How to bounce your canon permutation

TL;DR

This paper introduces a new class of descent polynomials for canon permutations derived from Dyck paths, revealing their palindromic nature, degree related to peaks, and connections to Dyck paths with maximum descents.

Contribution

It refines descent polynomials for canon permutations by establishing their palindromic property, degree, and combinatorial interpretations linked to Dyck paths and posets.

Findings

The descent polynomial $C_d$ is palindromic and has no internal zeros.

The degree of $C_d$ equals the number of peaks in the bounce path of $d$.
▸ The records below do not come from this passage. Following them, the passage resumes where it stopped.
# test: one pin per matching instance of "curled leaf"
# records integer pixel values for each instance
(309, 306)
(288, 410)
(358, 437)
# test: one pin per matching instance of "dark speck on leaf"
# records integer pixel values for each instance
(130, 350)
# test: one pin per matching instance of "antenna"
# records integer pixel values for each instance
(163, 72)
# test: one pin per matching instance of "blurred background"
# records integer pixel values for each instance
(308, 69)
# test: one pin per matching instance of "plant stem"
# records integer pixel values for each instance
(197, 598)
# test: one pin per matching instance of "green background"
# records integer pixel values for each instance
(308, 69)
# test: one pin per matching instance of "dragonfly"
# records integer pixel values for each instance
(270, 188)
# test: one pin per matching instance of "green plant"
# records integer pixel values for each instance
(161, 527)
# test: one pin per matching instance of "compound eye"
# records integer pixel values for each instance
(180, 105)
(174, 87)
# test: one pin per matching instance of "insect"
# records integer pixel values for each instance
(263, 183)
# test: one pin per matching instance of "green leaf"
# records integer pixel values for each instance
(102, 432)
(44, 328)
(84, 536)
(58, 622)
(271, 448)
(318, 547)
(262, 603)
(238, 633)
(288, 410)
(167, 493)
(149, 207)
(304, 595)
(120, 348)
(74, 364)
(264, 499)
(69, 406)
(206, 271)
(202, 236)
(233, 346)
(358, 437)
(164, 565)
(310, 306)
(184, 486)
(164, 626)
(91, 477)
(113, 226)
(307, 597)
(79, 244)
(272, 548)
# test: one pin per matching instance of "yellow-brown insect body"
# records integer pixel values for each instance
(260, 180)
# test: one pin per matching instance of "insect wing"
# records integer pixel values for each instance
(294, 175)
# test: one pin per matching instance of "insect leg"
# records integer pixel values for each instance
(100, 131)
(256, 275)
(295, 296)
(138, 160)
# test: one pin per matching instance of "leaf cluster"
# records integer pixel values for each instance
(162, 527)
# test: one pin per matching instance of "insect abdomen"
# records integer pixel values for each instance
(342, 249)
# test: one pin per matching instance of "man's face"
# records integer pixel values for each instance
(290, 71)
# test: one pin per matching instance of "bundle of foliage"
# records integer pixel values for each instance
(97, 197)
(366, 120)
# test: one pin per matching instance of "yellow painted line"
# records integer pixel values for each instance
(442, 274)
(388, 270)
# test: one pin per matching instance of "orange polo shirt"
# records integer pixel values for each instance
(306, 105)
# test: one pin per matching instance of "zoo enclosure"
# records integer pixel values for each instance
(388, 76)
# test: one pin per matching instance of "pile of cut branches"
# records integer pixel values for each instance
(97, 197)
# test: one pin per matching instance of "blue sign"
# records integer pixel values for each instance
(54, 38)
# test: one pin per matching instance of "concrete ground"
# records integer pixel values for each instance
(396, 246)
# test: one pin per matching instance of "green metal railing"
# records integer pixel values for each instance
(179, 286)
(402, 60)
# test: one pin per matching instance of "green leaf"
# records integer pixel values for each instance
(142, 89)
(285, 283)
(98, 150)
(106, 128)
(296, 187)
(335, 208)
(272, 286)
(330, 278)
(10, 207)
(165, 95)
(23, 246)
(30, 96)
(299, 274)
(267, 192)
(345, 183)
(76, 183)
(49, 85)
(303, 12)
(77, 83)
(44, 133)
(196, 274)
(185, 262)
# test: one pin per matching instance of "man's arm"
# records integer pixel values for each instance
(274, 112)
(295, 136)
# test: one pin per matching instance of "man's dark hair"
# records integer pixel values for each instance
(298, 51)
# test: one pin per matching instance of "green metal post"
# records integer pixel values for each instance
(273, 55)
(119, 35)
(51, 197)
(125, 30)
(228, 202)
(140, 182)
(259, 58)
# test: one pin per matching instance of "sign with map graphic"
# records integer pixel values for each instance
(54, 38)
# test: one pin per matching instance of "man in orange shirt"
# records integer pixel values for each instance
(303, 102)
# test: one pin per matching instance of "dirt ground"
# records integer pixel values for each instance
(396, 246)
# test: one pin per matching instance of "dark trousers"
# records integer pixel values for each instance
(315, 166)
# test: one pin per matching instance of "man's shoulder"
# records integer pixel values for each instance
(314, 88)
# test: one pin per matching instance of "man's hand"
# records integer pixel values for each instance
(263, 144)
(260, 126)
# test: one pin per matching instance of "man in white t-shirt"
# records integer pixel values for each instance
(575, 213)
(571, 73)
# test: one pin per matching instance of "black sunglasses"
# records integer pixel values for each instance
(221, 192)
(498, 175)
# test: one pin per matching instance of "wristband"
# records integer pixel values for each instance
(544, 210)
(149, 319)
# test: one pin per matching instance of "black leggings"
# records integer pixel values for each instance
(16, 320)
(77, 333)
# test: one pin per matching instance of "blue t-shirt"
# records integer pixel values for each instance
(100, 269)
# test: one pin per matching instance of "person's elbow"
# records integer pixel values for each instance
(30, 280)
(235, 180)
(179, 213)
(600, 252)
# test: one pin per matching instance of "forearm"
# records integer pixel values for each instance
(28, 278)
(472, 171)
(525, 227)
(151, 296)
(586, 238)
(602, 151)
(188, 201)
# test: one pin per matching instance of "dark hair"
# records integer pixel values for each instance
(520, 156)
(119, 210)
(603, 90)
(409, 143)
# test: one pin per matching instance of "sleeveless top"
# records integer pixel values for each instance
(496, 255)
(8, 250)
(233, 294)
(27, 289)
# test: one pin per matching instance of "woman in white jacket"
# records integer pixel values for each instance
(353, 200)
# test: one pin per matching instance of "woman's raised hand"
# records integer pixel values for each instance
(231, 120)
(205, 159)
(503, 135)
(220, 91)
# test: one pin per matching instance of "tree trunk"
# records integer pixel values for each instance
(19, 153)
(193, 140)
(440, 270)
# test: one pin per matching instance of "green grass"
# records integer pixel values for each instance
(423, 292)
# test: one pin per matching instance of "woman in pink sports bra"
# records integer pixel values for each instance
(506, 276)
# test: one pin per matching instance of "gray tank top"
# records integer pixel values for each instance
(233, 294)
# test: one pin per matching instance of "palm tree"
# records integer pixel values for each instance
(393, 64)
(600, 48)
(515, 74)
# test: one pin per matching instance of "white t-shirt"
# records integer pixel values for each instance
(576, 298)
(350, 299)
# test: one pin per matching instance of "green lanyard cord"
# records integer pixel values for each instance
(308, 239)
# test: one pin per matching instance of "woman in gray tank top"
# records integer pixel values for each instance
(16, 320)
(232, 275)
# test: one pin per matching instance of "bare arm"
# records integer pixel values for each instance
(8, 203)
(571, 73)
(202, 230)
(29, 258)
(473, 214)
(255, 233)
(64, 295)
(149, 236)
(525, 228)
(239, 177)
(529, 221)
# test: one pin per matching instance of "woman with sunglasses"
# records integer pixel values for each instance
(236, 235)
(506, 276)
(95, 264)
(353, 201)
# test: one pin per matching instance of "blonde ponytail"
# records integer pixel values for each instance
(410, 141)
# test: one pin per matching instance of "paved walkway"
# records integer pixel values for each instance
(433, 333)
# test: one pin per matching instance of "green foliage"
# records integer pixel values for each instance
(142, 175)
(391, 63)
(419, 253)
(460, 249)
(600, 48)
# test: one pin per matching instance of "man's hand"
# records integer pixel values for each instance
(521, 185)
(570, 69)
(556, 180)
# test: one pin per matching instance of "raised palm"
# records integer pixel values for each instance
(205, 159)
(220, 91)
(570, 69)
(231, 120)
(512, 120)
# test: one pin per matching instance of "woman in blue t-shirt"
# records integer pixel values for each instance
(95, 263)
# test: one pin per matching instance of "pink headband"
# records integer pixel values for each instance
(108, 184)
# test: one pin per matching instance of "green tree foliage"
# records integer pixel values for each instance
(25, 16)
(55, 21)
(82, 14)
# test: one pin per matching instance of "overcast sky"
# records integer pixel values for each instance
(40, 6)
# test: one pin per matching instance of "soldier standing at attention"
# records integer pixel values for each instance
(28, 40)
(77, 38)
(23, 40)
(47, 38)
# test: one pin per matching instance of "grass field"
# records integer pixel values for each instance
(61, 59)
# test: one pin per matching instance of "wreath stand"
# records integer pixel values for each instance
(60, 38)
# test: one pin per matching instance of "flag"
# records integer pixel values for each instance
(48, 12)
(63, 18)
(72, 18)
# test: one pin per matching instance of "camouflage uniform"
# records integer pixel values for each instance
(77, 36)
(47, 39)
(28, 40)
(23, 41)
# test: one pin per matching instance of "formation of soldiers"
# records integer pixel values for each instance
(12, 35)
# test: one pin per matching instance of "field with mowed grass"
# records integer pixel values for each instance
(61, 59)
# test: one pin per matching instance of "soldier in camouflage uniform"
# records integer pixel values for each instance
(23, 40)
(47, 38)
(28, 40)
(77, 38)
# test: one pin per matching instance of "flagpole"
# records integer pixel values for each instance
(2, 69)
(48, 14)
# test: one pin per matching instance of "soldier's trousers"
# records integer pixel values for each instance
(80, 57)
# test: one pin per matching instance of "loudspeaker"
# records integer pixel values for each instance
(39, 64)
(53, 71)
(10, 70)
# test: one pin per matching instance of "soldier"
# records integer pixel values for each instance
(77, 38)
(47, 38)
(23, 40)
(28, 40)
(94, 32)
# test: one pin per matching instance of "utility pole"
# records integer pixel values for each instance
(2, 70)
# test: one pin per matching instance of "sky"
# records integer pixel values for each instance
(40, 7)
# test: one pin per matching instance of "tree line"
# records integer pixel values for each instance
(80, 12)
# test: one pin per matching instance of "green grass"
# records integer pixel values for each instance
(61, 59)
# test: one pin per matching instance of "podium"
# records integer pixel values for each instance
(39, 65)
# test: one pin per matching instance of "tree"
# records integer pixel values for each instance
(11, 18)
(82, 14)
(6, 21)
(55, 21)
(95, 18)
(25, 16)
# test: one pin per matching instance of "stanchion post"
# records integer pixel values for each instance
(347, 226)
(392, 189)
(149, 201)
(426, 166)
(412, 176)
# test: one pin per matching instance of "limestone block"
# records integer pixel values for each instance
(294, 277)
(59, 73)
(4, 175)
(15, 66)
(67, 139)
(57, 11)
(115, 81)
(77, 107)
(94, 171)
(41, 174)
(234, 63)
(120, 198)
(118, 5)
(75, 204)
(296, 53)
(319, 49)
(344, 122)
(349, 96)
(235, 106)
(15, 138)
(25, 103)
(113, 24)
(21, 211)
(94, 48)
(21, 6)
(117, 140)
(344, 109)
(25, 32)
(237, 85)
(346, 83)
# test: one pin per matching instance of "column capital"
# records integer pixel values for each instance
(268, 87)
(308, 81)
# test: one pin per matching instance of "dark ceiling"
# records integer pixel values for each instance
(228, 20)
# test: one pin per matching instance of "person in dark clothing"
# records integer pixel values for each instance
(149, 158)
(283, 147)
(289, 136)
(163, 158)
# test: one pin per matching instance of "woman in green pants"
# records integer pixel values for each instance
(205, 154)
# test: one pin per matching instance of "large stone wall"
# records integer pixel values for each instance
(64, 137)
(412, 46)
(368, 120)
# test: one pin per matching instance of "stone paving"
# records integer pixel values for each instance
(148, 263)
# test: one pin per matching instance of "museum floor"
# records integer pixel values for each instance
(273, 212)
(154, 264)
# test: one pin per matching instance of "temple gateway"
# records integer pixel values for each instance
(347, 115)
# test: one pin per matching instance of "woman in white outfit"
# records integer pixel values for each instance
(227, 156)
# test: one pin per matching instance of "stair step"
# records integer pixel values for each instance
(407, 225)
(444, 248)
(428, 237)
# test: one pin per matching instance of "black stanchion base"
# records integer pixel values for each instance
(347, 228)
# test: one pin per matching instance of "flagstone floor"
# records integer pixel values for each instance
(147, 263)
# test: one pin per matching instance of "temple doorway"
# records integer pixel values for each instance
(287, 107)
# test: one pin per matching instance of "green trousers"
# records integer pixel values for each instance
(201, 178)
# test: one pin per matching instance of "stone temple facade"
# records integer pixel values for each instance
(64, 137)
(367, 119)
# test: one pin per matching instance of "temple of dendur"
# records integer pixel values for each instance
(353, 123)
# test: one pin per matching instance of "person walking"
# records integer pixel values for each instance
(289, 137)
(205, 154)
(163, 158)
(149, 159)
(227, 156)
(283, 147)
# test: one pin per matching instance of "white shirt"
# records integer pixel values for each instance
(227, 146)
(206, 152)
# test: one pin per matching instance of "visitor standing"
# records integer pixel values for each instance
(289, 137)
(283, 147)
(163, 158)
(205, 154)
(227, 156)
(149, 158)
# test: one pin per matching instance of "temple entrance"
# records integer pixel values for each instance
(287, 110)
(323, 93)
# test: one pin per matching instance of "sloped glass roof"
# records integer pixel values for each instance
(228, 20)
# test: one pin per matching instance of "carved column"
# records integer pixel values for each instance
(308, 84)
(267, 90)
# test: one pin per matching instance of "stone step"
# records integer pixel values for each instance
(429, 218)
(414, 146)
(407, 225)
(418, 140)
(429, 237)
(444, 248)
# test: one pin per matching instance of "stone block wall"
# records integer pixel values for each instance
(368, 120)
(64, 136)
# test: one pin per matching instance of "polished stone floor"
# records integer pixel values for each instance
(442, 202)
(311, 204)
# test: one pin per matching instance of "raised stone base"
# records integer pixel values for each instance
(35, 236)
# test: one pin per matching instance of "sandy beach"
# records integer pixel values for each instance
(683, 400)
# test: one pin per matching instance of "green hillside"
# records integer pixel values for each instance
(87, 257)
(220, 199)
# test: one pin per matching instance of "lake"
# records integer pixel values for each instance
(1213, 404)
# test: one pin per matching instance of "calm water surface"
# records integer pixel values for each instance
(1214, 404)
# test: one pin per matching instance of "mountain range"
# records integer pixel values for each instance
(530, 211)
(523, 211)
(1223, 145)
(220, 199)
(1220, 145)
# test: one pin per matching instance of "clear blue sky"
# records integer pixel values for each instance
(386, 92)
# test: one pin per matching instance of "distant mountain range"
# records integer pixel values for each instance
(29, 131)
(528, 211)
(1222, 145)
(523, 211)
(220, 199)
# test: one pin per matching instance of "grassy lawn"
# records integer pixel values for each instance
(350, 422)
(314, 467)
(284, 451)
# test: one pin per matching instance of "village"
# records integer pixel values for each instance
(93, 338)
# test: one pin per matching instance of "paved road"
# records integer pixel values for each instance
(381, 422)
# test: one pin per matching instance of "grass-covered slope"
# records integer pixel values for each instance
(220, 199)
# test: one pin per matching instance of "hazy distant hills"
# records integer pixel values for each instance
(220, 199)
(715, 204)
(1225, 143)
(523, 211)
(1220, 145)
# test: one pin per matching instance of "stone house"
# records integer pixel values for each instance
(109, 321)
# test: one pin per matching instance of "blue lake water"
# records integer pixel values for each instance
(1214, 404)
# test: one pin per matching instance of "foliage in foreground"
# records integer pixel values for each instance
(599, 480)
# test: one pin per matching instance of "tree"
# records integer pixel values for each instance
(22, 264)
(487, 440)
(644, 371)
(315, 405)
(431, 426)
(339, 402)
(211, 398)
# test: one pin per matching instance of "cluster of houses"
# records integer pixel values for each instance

Maximizers of descents correspond to Dyck paths below $d$ satisfying a valley condition.

Abstract

We study a new class of palindromic descent polynomials. Given a Dyck path $d$ of semilength $n$ and a permutation $\sigma$ of size $n$, one can label the up-steps and down-steps of $d$ with the elements of $\sigma$. The labeled Dyck path determines a multiset permutation called a canon (or nonnesting) permutation. Such permutations arise as linear extensions of posets and as regions of hyperplane arrangements. Elizalde showed that the descent polynomial for all canon permutations of fixed length factors as a product of an Eulerian and a Narayana polynomial. We refine these polynomials by associating to $d$ a descent polynomial $C_d$ over the canon permutations obtained from $d$. We prove that $C_d$ is palindromic and free of internal zeros, though not unimodal in general. Its degree is determined by the number of peaks in the bounce path of $d$. We establish a correspondence between canon permutations attaining the maximum number of descents and Dyck paths below $d$ in the Dyck lattice satisfying a valley condition. Each such path contributes a number of maximizers equal to the number of linear extensions of an associated poset, yielding a combinatorial interpretation of the leading coefficient of $C_d$.